Joblib Integration

Dask.distributed integrates with Joblib by providing an alternative cluster-computing backend, alongside Joblib’s builtin threading and multiprocessing backends.

Joblib is a library for simple parallel programming primarily developed and used by the Scikit Learn community. As of version 0.10.0 it contains a plugin mechanism to allow Joblib code to use other parallel frameworks to execute computations. The dask.distributed scheduler implements such a plugin in the distributed.joblib module and registers it appropriately with Joblib.
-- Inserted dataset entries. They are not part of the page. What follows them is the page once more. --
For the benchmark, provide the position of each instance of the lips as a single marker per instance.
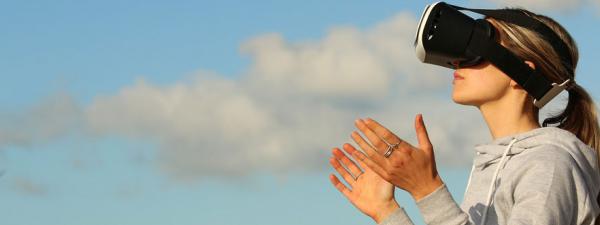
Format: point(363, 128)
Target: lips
point(458, 77)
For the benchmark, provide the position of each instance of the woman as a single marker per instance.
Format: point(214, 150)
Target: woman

As a result, any joblib code (including many scikit-learn algorithms) will run on the distributed scheduler if you enclose it in a context manager as follows:

import distributed.joblib
from joblib import Parallel, parallel_backend

with parallel_backend('dask.distributed', scheduler_host='HOST:PORT'):
    # normal Joblib code

Note that scikit-learn bundles joblib internally, so if you want to specify the joblib backend you’ll need to import parallel_backend from scikit-learn instead of joblib. As an example you might distributed a randomized cross validated parameter search as follows.

import distributed.joblib
# Scikit-learn bundles joblib, so you need to import from
# `sklearn.externals.joblib` instead of `joblib` directly
from sklearn.externals.joblib import parallel_backend
from sklearn.datasets import load_digits
from sklearn.grid_search import RandomizedSearchCV
from sklearn.svm import SVC
import numpy as np

digits = load_digits()

param_space = {
    'C': np.logspace(-6, 6, 13),
    'gamma': np.logspace(-8, 8, 17),
    'tol': np.logspace(-4, -1, 4),
    'class_weight': [None, 'balanced'],
}

model = SVC(kernel='rbf')
search = RandomizedSearchCV(model, param_space, cv=3, n_iter=50, verbose=10)

with parallel_backend('dask.distributed', scheduler_host='localhost:8786'):
    search.fit(digits.data, digits.target)

For large arguments that are used by multiple tasks, it may be more efficient to pre-scatter the data to every worker, rather than serializing it once for every task. This can be done using the scatter keyword argument, which takes an iterable of objects to send to each worker.

# Serialize the training data only once to each worker
with parallel_backend('dask.distributed', scheduler_host='localhost:8786',
                      scatter=[digits.data, digits.target]):
    search.fit(digits.data, digits.target)